Explication des dérivés
Au sens large, les dérivés sont tous les contrats financiers qui tirent leur valeur des actifs sous-jacents. Cette brève définition ne donne cependant pas vraiment une véritable idée de ce qu'est un dérivé ou de ce qu'il pourrait être. En réalité, ces instruments couvrent toute la gamme, de l'option de vente la plus simple achetée pour couvrir la position de son stock personnel à l'ensemble de morceaux le plus sophistiqué, le plus dynamique, le plus financier, le plus échangé, le plus étranglé et le plus chevauché. Le marché des dérivés est important (environ 516 billions de dollars en 2008) et a connu une croissance très rapide jusqu'à la fin des années 90 et au début des années 2000. En tant que tel, c'est une grave erreur de simplement laisser la définition d'un dérivé comme une arme financière de destruction massive sans expliquer ce qui fait que certains dérivés entrent dans cette catégorie, tandis que d'autres sont aussi simples que d'acheter une assurance habitation. Il faut tenir compte de la mise en garde de l'ancien président de la SEC, Arthur Leavitt, en 1995, selon laquelle "les dérivés sont quelque chose comme l'électricité; dangereux s'ils sont mal gérés, mais ayant le potentiel de faire le bien".
La prophétie de Buffett
Depuis que Buffett a désigné pour la première fois les produits dérivés comme des "armes financières de destruction massive", la bulle potentielle des produits dérivés est passée de 100 000 milliards de dollars à 516 milliards de dollars en 2008, selon la plus récente enquête de la Banque des règlements internationaux. Par ailleurs, 2008 a été marquée par l'orchestration par Jérôme Kerviel de la Société Générale de la plus grande fraude bancaire de l'histoire mondiale via le trading de produits dérivés (perte de 3, 6 milliards de livres sterling). Cela rend les précédents incidents de trafiquants pâles en comparaison:
- Nick Leeson à Barings Bank en 1995 (perte de 791 millions de livres sterling et faillite pour son employeur) National Westminster Bank PLC en 1997 (perte de 125 millions de dollars) John Rusniak à Allied Irish Bank en 2002 (perte de 691 millions de dollars) David Bullen et trois autres traders à la National Australia Bank en 2004 (une perte de 360 millions de dollars)
Même dans d'autres arènes dérivées, les enjeux semblent augmenter à un rythme tout aussi alarmant. Par exemple, le comté d'Orange, en Californie, a perdu 1, 7 milliard de dollars en 1994 en raison de la dette et des produits dérivés utilisés pour étendre son fonds d'investissement et Long Term Capital Management a perdu 5 milliards de dollars en 1998.
Tromperie financière facile à faire
Buffett fait référence aux dangers des rapports dérivés sur et hors bilan.
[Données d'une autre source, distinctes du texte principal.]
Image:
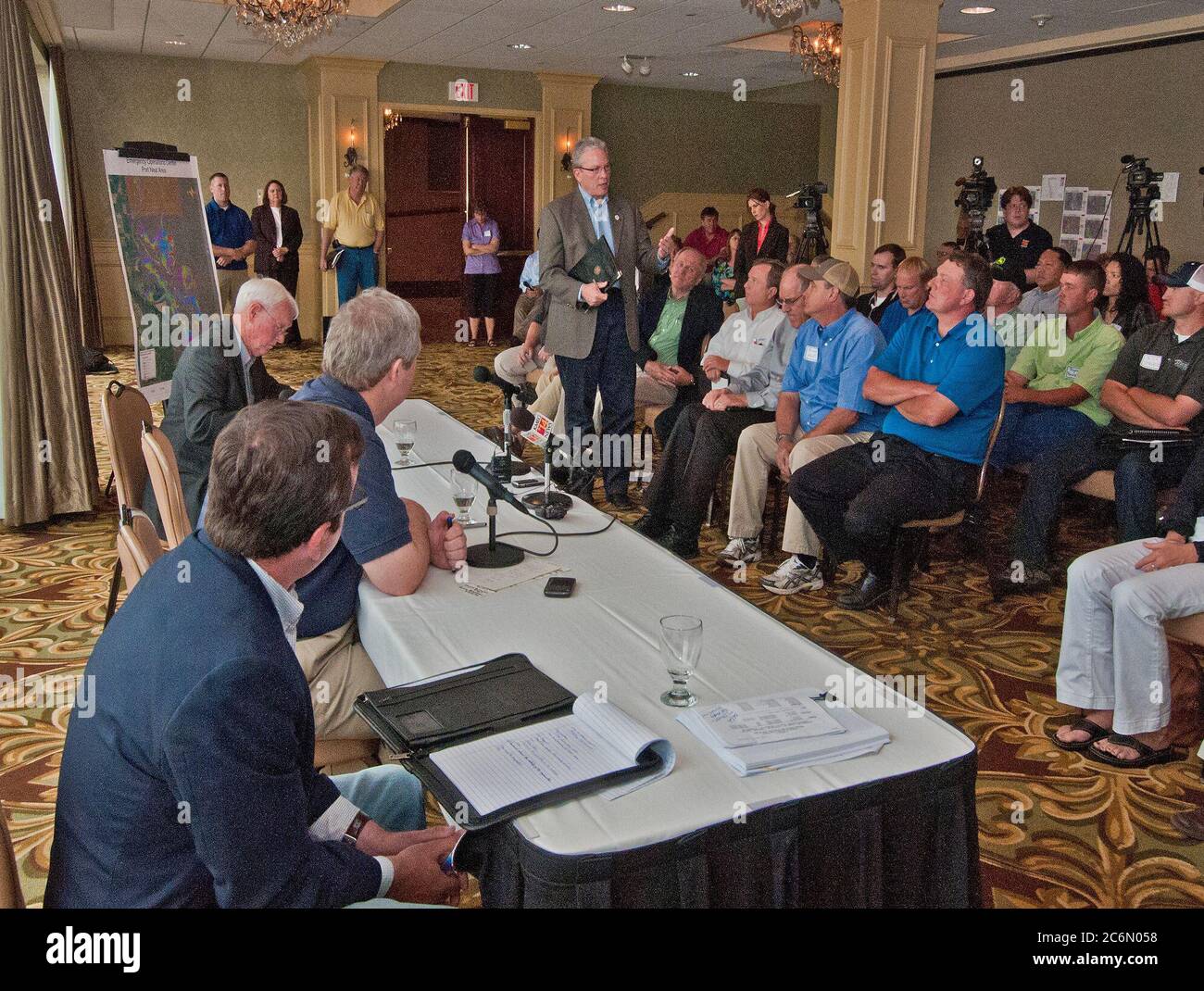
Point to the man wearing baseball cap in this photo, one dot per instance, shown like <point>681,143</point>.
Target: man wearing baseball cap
<point>944,395</point>
<point>1156,383</point>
La comptabilité à la valeur de marché est une forme juridique de comptabilité pour une entreprise impliquée dans l'achat et la vente de titres conformément à la section 475 du US Internal Revenue Code. Selon la comptabilité à la valeur de marché, l'ensemble des flux d'actifs nets actualisés et futurs actualisés d'un actif les flux sont considérés comme un crédit au bilan. Cette méthode comptable a été l'une des nombreuses choses qui ont contribué au scandale Enron.
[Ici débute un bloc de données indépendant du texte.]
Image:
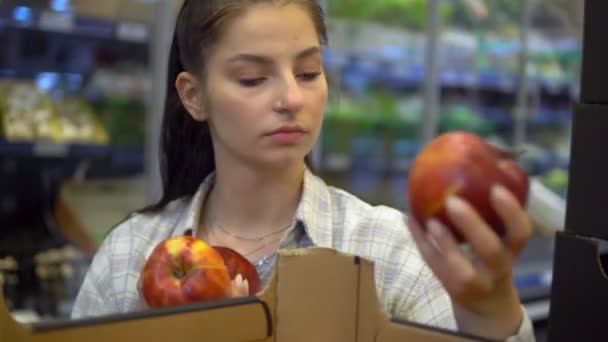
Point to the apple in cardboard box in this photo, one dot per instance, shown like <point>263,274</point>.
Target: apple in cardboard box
<point>463,164</point>
<point>183,270</point>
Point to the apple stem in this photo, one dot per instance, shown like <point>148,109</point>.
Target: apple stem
<point>178,272</point>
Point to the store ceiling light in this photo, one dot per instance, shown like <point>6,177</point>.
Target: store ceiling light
<point>22,14</point>
<point>60,5</point>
Beaucoup de gens attribuent le scandale Enron entièrement à la cuisson des livres ou à la fraude comptable. En fait, le marquage au marché ou le «marquage au mythe», comme Buffett l'a si bien baptisé, joue également un rôle important dans l'histoire d'Enron. La comptabilité au prix du marché n'est pas illégale, mais elle peut être dangereuse.
Buffett suggère que de nombreux types de dérivés peuvent générer des bénéfices déclarés qui sont souvent scandaleusement surestimés. Cela se produit parce que leurs valeurs futures sont basées sur des estimations; cela est problématique parce que c'est la nature humaine d'être optimiste quant aux événements futurs. En outre, l'erreur peut également résider dans le fait que l'indemnisation d'une personne pourrait être basée sur ces projections optimistes, ce qui met en jeu des problèmes de motivation et d'avidité.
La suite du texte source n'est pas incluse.